Since then, with the aid of three students, he has tracked the serpents daily. None has moved more than 11/2 miles from where it was caught. Nor are the five- to six-foot-long snakes all that active, though they do move as much as one-third of a mile in a day.
The snakes shed their skin three times each summer, and they stay put for two weeks while doing so. When a snake sheds, it also sheds the scale over its eyes. So its vision is probably clouded, and it may feel staying hidden is safer.

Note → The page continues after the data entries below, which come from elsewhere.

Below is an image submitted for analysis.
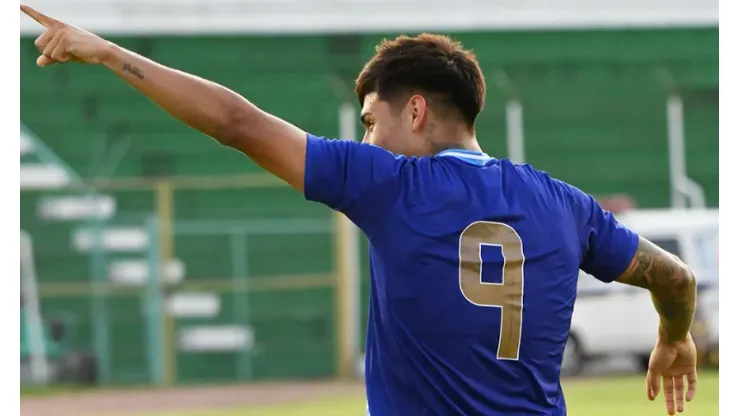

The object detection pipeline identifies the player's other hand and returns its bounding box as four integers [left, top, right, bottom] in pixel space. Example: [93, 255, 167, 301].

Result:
[21, 3, 112, 66]
[646, 335, 696, 415]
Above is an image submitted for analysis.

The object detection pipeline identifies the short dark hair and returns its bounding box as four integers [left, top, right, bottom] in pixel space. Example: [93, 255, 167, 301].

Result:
[355, 33, 486, 127]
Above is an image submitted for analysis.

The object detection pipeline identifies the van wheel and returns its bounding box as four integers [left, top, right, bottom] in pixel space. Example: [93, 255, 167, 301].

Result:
[560, 334, 587, 377]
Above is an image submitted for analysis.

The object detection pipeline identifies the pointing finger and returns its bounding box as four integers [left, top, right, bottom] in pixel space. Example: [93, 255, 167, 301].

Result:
[34, 30, 54, 53]
[42, 30, 64, 61]
[21, 3, 59, 28]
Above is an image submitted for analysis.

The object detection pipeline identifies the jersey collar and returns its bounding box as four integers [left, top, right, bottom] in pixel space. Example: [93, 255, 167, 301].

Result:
[436, 149, 493, 166]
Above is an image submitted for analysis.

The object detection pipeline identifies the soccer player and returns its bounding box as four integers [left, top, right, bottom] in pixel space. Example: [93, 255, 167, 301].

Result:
[21, 5, 696, 416]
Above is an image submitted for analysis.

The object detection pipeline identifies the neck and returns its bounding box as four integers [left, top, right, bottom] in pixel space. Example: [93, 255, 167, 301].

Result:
[431, 136, 483, 155]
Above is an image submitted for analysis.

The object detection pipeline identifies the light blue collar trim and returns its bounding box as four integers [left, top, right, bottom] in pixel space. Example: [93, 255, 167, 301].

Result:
[437, 149, 493, 166]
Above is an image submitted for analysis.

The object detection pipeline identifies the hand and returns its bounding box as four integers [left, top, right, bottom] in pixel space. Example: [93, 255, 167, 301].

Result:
[21, 3, 112, 66]
[646, 335, 696, 415]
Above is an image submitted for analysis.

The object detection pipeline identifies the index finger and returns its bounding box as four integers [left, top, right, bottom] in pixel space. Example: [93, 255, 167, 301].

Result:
[21, 3, 58, 28]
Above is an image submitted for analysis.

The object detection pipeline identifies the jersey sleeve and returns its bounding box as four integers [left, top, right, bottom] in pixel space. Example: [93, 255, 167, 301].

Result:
[304, 134, 407, 234]
[570, 183, 639, 283]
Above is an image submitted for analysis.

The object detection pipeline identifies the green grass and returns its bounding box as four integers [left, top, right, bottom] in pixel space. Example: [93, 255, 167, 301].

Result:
[130, 373, 719, 416]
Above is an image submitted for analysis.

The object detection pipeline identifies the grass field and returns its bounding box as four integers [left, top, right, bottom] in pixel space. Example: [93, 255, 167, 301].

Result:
[130, 373, 719, 416]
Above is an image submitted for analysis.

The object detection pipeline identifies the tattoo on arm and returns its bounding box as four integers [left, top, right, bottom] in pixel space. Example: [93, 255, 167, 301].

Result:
[121, 62, 144, 79]
[617, 238, 696, 342]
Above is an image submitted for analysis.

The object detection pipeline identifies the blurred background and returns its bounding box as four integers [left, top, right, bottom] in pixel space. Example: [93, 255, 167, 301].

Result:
[20, 0, 719, 416]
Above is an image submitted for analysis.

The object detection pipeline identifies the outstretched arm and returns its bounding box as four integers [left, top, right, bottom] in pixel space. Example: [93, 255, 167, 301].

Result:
[21, 4, 307, 191]
[617, 238, 696, 343]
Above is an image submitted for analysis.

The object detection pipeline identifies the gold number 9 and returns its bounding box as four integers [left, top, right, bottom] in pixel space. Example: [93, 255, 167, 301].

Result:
[460, 221, 524, 360]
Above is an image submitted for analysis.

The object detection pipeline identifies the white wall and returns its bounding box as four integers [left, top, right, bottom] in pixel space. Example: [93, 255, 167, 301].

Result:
[21, 0, 719, 34]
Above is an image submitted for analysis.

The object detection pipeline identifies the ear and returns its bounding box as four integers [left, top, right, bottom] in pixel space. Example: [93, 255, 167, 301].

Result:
[408, 94, 429, 132]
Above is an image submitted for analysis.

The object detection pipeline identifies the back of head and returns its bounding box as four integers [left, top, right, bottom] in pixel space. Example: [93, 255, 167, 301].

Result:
[355, 34, 486, 156]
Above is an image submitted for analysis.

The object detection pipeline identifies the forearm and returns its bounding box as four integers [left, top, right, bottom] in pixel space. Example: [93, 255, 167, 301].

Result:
[102, 45, 260, 146]
[618, 239, 696, 343]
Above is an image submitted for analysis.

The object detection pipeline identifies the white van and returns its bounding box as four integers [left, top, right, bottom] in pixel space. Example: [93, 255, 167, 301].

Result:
[561, 209, 719, 376]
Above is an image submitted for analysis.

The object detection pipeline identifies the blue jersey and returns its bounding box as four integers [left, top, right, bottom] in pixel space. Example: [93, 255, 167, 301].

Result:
[305, 135, 638, 416]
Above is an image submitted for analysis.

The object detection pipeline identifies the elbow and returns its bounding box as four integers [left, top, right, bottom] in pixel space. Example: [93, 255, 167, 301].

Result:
[213, 98, 260, 150]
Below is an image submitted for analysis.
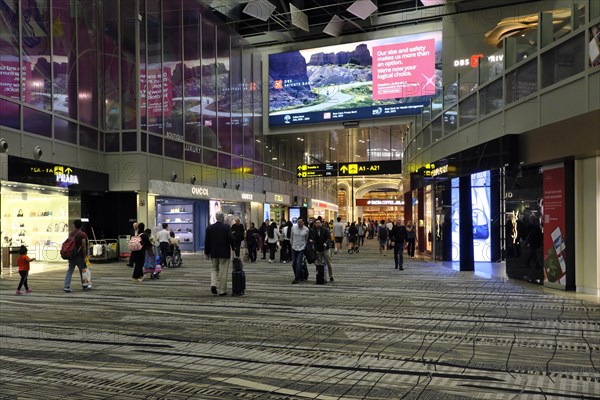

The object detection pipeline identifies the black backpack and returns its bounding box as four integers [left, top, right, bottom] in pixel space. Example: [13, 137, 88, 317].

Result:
[379, 226, 387, 240]
[304, 243, 317, 264]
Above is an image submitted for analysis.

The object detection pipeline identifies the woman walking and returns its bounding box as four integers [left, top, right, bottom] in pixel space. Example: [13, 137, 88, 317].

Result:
[131, 222, 152, 282]
[406, 221, 417, 258]
[267, 221, 280, 263]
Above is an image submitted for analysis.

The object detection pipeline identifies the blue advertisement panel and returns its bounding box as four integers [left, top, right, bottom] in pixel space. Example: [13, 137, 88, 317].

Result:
[452, 178, 460, 261]
[269, 31, 442, 127]
[471, 171, 492, 261]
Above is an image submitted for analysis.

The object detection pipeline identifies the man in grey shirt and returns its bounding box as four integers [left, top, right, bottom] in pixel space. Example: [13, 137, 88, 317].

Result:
[333, 217, 344, 254]
[290, 218, 308, 283]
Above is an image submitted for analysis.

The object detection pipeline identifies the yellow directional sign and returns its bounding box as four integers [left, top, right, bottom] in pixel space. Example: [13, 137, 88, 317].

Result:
[339, 160, 402, 176]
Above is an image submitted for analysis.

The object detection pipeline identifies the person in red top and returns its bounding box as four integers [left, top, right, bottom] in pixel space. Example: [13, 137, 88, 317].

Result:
[16, 246, 35, 295]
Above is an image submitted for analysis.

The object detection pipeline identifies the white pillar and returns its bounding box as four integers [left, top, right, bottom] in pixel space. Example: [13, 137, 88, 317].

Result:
[575, 157, 600, 296]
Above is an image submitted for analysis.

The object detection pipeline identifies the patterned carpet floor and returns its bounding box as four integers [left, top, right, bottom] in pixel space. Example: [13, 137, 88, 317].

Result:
[0, 242, 600, 400]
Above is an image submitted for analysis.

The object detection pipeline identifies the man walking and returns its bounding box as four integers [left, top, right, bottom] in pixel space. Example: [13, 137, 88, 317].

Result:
[333, 217, 344, 254]
[156, 223, 171, 268]
[377, 219, 389, 256]
[310, 219, 333, 282]
[204, 211, 235, 296]
[64, 219, 88, 293]
[290, 218, 309, 284]
[390, 219, 406, 271]
[231, 217, 246, 258]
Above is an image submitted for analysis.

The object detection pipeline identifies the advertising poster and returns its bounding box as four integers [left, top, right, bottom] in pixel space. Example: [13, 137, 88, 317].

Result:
[0, 59, 31, 103]
[269, 31, 442, 126]
[140, 67, 173, 118]
[452, 178, 460, 261]
[542, 164, 567, 290]
[471, 171, 492, 262]
[210, 200, 221, 225]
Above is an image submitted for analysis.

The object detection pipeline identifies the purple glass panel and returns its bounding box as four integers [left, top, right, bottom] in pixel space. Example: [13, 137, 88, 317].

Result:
[202, 149, 217, 167]
[148, 135, 162, 156]
[23, 107, 52, 137]
[121, 132, 137, 151]
[76, 0, 98, 126]
[54, 117, 77, 144]
[104, 132, 119, 152]
[79, 125, 98, 150]
[100, 2, 121, 130]
[21, 1, 52, 111]
[165, 139, 183, 160]
[0, 99, 21, 129]
[52, 0, 77, 119]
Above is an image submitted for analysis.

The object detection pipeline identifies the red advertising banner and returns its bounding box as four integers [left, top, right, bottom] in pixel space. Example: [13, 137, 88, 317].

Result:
[372, 39, 435, 100]
[140, 68, 173, 118]
[0, 61, 32, 103]
[543, 164, 567, 290]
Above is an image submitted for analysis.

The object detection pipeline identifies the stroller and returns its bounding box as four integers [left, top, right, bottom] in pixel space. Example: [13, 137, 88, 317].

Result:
[166, 244, 183, 268]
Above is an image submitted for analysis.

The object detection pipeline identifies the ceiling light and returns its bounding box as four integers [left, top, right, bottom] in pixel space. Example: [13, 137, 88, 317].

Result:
[323, 15, 344, 37]
[346, 0, 377, 20]
[242, 0, 277, 21]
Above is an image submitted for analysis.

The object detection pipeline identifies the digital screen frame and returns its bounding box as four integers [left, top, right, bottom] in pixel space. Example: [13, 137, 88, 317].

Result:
[269, 31, 442, 127]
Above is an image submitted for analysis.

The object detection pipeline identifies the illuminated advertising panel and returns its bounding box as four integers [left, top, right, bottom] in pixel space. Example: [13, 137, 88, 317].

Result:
[471, 171, 492, 261]
[269, 31, 442, 126]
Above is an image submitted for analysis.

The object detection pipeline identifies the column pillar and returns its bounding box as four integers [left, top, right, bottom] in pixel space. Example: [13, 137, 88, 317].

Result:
[458, 175, 475, 271]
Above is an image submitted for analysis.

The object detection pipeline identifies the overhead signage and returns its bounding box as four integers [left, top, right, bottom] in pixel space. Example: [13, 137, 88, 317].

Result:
[356, 199, 404, 207]
[453, 54, 504, 68]
[296, 160, 402, 178]
[296, 163, 337, 178]
[8, 155, 108, 191]
[192, 186, 208, 196]
[418, 163, 456, 178]
[338, 160, 402, 176]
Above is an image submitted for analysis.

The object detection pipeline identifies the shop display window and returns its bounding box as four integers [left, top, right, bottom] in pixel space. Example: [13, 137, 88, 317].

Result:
[156, 199, 194, 251]
[1, 182, 70, 262]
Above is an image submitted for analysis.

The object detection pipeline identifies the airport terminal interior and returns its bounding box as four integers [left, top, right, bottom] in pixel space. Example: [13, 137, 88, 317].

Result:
[0, 0, 600, 400]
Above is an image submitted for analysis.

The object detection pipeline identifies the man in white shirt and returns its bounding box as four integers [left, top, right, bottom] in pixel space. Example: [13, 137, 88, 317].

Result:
[290, 218, 309, 284]
[333, 217, 344, 254]
[156, 223, 170, 268]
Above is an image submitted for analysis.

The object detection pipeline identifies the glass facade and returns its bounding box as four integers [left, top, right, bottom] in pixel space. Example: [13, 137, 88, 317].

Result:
[0, 0, 302, 180]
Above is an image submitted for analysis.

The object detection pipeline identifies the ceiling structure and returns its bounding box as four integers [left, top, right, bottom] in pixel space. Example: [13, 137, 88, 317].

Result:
[202, 0, 534, 194]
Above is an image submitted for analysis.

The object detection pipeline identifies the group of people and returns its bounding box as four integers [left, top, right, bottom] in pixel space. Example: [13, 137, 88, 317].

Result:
[12, 216, 416, 296]
[127, 222, 179, 282]
[204, 212, 334, 296]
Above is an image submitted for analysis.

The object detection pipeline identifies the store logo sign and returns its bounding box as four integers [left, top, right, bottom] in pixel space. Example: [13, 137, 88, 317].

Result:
[56, 174, 79, 186]
[431, 165, 448, 176]
[454, 54, 504, 68]
[192, 186, 208, 196]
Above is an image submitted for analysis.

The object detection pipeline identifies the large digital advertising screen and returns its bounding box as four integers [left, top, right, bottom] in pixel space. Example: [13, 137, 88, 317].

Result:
[471, 171, 492, 261]
[451, 171, 492, 261]
[269, 31, 442, 127]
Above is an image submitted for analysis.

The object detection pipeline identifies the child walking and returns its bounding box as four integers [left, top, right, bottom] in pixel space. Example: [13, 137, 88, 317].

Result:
[16, 246, 35, 296]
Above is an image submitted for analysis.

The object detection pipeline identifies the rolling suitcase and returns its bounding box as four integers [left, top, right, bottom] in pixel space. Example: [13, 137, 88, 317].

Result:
[231, 257, 246, 296]
[317, 265, 325, 285]
[292, 257, 308, 281]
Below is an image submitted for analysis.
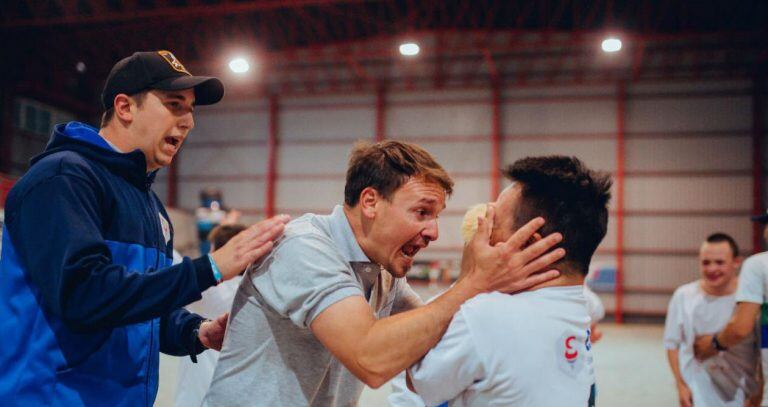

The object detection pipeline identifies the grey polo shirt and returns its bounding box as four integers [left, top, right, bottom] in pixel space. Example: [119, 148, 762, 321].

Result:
[203, 206, 420, 407]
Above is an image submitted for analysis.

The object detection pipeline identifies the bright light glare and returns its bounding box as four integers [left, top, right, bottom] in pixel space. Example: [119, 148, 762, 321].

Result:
[400, 42, 419, 57]
[229, 58, 251, 73]
[603, 38, 621, 52]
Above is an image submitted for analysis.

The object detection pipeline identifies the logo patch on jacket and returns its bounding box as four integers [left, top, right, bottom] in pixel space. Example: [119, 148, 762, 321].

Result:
[157, 212, 171, 244]
[157, 50, 192, 76]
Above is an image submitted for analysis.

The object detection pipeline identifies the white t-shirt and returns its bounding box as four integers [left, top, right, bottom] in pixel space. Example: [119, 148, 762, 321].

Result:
[409, 285, 595, 407]
[664, 280, 757, 407]
[584, 284, 605, 324]
[736, 252, 768, 406]
[173, 276, 242, 407]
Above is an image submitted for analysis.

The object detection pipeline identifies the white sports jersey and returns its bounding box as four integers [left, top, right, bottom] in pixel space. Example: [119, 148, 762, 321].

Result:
[664, 280, 757, 407]
[736, 252, 768, 406]
[409, 285, 595, 407]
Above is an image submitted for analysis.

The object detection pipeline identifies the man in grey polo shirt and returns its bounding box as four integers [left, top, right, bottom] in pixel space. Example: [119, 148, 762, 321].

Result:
[204, 141, 564, 406]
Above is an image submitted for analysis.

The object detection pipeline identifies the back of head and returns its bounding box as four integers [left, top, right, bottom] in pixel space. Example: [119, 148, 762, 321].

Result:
[344, 140, 453, 207]
[505, 156, 611, 276]
[706, 232, 739, 258]
[208, 223, 246, 250]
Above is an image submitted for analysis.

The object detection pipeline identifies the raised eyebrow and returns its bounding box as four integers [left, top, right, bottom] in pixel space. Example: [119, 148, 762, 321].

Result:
[165, 93, 195, 110]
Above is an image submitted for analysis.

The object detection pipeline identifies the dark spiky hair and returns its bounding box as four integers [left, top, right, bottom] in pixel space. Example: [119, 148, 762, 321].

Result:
[505, 156, 611, 275]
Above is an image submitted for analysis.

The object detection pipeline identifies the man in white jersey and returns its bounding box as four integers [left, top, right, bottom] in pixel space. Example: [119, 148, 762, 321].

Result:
[694, 214, 768, 406]
[664, 233, 758, 407]
[408, 156, 611, 407]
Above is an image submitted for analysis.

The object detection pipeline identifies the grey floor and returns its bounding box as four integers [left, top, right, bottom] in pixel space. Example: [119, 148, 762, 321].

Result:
[155, 324, 677, 407]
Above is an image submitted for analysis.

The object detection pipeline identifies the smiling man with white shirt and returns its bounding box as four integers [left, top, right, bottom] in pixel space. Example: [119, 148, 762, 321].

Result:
[408, 156, 611, 407]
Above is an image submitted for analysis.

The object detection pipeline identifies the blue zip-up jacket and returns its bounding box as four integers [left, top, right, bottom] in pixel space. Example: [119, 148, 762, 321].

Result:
[0, 122, 216, 406]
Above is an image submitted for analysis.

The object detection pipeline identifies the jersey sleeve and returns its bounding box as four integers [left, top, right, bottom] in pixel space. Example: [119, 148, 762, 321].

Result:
[664, 289, 684, 350]
[409, 311, 485, 406]
[736, 256, 768, 304]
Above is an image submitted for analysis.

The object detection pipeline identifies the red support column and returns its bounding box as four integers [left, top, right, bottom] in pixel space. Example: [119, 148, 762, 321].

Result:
[375, 86, 387, 143]
[752, 76, 765, 253]
[165, 154, 181, 208]
[615, 81, 627, 324]
[491, 81, 501, 201]
[264, 95, 280, 218]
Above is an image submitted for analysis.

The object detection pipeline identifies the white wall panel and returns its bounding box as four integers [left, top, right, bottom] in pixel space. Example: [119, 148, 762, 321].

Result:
[403, 139, 491, 175]
[626, 136, 752, 171]
[179, 145, 267, 178]
[501, 139, 616, 171]
[627, 80, 752, 95]
[624, 216, 752, 250]
[626, 97, 752, 132]
[279, 107, 376, 140]
[276, 178, 344, 213]
[277, 142, 354, 175]
[386, 101, 492, 138]
[501, 100, 616, 135]
[623, 293, 671, 315]
[445, 177, 491, 213]
[386, 89, 491, 102]
[624, 255, 706, 289]
[502, 85, 616, 98]
[192, 109, 269, 143]
[624, 176, 752, 210]
[178, 179, 264, 214]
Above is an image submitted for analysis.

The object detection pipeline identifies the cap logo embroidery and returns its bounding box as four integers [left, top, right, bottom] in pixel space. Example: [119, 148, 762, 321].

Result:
[157, 50, 192, 76]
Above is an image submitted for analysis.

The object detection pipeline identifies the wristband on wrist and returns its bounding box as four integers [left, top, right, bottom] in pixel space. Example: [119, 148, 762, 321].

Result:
[712, 334, 728, 352]
[208, 253, 224, 284]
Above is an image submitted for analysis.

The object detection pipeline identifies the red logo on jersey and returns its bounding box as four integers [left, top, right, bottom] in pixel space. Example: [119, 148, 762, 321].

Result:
[565, 336, 579, 363]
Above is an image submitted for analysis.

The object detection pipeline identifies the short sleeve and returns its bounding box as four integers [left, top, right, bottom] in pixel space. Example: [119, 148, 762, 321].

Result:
[387, 372, 425, 407]
[392, 277, 424, 315]
[248, 233, 363, 328]
[664, 289, 684, 350]
[409, 311, 485, 406]
[736, 256, 768, 304]
[584, 285, 605, 324]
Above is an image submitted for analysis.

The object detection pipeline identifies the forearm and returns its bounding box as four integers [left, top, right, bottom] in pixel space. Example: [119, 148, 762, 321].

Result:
[667, 349, 687, 387]
[353, 282, 479, 387]
[716, 302, 760, 348]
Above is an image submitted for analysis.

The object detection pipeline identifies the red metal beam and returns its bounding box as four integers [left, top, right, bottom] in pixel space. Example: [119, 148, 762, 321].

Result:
[752, 73, 765, 253]
[166, 154, 181, 208]
[264, 94, 280, 218]
[376, 86, 387, 142]
[490, 81, 502, 201]
[616, 82, 627, 324]
[0, 0, 366, 28]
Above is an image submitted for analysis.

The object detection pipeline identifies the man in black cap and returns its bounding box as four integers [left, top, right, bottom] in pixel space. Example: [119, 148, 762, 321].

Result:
[694, 212, 768, 406]
[0, 51, 288, 406]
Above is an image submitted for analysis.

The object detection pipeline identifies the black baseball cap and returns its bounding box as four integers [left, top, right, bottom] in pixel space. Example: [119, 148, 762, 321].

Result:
[101, 50, 224, 110]
[750, 211, 768, 223]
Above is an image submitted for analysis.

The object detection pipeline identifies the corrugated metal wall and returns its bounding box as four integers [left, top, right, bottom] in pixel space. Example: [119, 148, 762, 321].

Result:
[157, 81, 765, 314]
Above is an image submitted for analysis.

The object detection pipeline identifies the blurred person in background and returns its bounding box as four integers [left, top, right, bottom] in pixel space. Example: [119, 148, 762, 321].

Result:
[174, 223, 246, 407]
[407, 156, 611, 406]
[664, 233, 759, 407]
[695, 213, 768, 406]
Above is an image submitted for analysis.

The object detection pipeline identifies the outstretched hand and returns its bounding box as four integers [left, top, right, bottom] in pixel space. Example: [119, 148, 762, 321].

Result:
[462, 205, 565, 293]
[211, 215, 291, 280]
[197, 313, 229, 351]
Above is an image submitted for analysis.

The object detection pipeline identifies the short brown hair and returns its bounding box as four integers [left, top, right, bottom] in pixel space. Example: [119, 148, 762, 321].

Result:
[344, 140, 453, 206]
[208, 223, 246, 250]
[707, 232, 739, 257]
[101, 90, 149, 129]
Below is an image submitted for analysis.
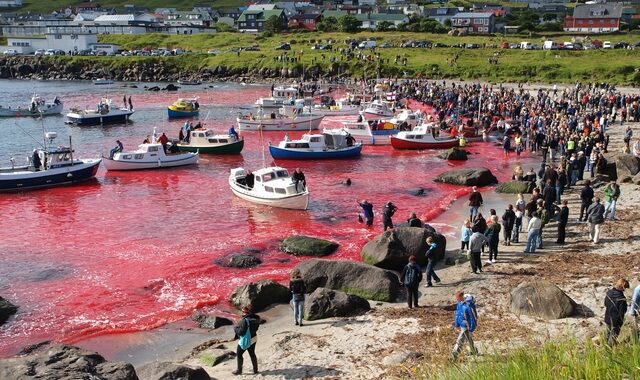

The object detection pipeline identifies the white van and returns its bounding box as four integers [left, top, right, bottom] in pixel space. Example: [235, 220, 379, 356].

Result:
[358, 40, 376, 49]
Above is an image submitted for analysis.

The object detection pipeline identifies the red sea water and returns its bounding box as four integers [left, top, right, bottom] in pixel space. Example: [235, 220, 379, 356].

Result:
[0, 81, 509, 357]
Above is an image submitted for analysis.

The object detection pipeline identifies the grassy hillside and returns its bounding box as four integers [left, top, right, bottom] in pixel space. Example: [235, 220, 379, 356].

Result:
[96, 33, 640, 84]
[10, 0, 247, 13]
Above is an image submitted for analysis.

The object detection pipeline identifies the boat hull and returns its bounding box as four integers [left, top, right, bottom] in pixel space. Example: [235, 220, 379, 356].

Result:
[167, 108, 200, 119]
[67, 111, 134, 125]
[0, 103, 64, 117]
[269, 144, 362, 160]
[229, 178, 309, 210]
[103, 153, 198, 171]
[236, 115, 324, 131]
[0, 159, 101, 192]
[178, 139, 244, 154]
[389, 136, 459, 149]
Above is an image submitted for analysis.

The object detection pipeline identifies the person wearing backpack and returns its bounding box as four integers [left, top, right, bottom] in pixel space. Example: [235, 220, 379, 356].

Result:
[400, 256, 422, 309]
[289, 269, 306, 326]
[451, 291, 478, 362]
[232, 305, 261, 375]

The black rat snake, Canada's largest snake, used to be widespread in southern Ontario. Now its habitat is apparently limited to the Rideau Lakes area. Dr. Weatherhead suspects their decline is largely due to people clubbing them. But he hopes to find out this winter where they ''overwinter'' to see if these sites are being disturbed, thereby endangering them.
Serpents this far north hibernate in the winter. Some, like garter snakes, gather together by the hundreds or even thousands in hibernaculums, or dens. But no one knows if black rat snakes - or, for that matter, massasauga rattlesnakes - come together in large numbers. At this time in the fall, Dr. Weatherhead reports, his six individual snakes have slowed down with the cooler weather, staying in such places as wood piles or under cottages. He suspects - but won't find out for a few weeks - that they do not get together in a group to hibernate. Such scattering may improve the chance of the species surviving, Dr. Weatherhead figures.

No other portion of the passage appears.